# new ad program very close to public beta =)



## TUGBrian (May 1, 2008)

few sample shots....finishing up the last few items to release this publicly...im excited =)

Sample classified ad page (notice zero contact info on the page...no more email farming from spammers!)






Screenshot of the search page...you will be able to search for any week, any resort, any area, any feature, or browse every single ad..none of those fields are required and you can search for all 2br resorts during week 28 in the carribbean etc etc...whatever you want!






now of course like any new custom program there will be some bugs to work out once all of you guys get in there and start posting/searching ads etc...which is why each and every ad in the new system will be free for TUG members.  We hope this new program will be LIGHT YEARS ahead of the one its replacing that has served TUG for many many years!


----------



## SDKath (May 1, 2008)

Would you check both 2BR and LO if you are looking for a lockoff?  Just wondering....

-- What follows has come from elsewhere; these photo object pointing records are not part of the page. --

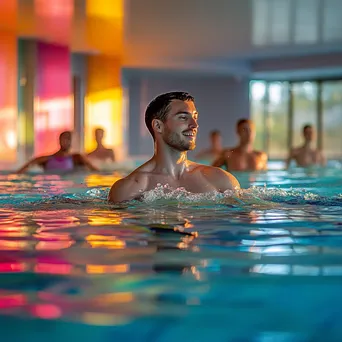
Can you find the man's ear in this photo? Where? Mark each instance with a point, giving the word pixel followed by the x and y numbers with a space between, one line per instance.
pixel 157 125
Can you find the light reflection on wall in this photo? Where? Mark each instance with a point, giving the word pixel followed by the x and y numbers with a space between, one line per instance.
pixel 8 96
pixel 53 103
pixel 103 109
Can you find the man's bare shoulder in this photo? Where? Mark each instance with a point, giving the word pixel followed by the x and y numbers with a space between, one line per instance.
pixel 218 177
pixel 131 186
pixel 260 153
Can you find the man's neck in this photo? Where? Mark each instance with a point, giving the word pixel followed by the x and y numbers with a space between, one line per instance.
pixel 216 148
pixel 307 145
pixel 170 161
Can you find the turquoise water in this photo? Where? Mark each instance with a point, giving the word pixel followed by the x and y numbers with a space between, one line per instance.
pixel 265 268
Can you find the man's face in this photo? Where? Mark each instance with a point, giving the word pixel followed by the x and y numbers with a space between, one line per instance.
pixel 65 141
pixel 246 132
pixel 180 127
pixel 309 134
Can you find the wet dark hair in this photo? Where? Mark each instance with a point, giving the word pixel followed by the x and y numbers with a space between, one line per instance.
pixel 306 127
pixel 160 106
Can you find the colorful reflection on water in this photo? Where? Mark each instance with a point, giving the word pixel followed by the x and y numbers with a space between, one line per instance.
pixel 272 267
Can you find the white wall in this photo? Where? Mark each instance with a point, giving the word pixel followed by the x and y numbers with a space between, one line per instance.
pixel 218 34
pixel 220 101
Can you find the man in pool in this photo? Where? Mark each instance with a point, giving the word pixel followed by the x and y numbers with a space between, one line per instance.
pixel 101 153
pixel 62 160
pixel 172 120
pixel 243 157
pixel 306 155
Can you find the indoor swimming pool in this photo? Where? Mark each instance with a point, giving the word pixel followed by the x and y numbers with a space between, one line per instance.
pixel 176 266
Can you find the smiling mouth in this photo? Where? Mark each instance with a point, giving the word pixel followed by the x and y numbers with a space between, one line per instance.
pixel 190 134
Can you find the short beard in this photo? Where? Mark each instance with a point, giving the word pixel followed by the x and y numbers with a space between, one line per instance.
pixel 174 141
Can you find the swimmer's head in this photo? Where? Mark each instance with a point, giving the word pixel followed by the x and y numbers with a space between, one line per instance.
pixel 216 139
pixel 65 139
pixel 308 133
pixel 172 118
pixel 99 134
pixel 246 131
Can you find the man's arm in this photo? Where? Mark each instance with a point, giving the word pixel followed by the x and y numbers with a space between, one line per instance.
pixel 32 162
pixel 221 160
pixel 322 159
pixel 84 161
pixel 112 155
pixel 264 159
pixel 289 158
pixel 222 180
pixel 125 189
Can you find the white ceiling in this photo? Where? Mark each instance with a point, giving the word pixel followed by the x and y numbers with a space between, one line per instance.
pixel 226 35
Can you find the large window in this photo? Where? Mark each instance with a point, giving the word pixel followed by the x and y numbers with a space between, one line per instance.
pixel 281 109
pixel 332 119
pixel 305 98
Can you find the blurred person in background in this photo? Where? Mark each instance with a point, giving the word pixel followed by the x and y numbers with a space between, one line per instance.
pixel 215 149
pixel 243 157
pixel 306 155
pixel 62 160
pixel 101 153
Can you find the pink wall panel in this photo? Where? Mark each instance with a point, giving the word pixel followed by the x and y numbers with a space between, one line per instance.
pixel 53 100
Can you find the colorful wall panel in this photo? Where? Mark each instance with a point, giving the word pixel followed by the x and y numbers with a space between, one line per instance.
pixel 104 103
pixel 8 97
pixel 53 101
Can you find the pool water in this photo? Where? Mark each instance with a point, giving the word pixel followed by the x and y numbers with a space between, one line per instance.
pixel 176 266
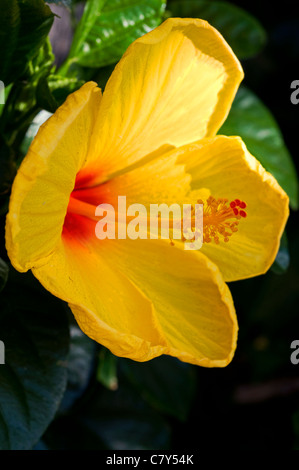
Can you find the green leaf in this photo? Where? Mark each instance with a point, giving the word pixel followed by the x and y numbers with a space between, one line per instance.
pixel 81 362
pixel 110 420
pixel 3 273
pixel 7 172
pixel 282 260
pixel 34 329
pixel 61 87
pixel 242 31
pixel 107 28
pixel 251 119
pixel 107 369
pixel 165 383
pixel 24 26
pixel 44 98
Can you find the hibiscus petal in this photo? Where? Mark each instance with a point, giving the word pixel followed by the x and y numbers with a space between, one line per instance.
pixel 173 86
pixel 228 170
pixel 46 177
pixel 144 298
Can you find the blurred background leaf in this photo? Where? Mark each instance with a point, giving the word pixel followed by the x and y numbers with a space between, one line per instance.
pixel 113 420
pixel 35 331
pixel 251 119
pixel 107 28
pixel 243 32
pixel 24 26
pixel 166 383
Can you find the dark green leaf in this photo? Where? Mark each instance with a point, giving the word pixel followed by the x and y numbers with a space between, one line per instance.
pixel 113 420
pixel 282 260
pixel 7 169
pixel 166 383
pixel 81 361
pixel 241 30
pixel 66 3
pixel 44 97
pixel 24 26
pixel 3 273
pixel 250 119
pixel 38 120
pixel 34 330
pixel 107 369
pixel 107 28
pixel 61 87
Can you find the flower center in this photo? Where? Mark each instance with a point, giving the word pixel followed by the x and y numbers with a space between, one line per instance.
pixel 221 218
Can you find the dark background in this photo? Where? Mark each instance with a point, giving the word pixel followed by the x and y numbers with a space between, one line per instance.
pixel 252 404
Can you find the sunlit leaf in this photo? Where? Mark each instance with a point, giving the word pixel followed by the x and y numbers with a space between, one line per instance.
pixel 107 28
pixel 24 26
pixel 251 119
pixel 244 33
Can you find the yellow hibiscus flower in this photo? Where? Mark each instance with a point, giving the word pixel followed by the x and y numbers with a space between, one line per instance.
pixel 152 137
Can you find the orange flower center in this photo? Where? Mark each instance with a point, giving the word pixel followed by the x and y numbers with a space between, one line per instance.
pixel 221 219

Cannot wait to see it up!  Hurry!  Katherine


----------



## TUGBrian (May 1, 2008)

guess it would depend on what you are looking for and what the ad poster selected when he posted the ad etc as the logic behind the search feature just matches your search criteria to the attributes of posted ads and returns the list.  We just made it so that you can pick all, none...or any combination of ad attributes to customize your search for timeshares.

its our hope that this search feature will make finding ads FAR easier than any other system.

Want to search all of florida for a certain week?  done

want to search all marriott resorts during labor day? done

want to find all rentals for western us resorts from now till the end of the year....just a click away! =)

and the best part...all ads are free for tug members.


----------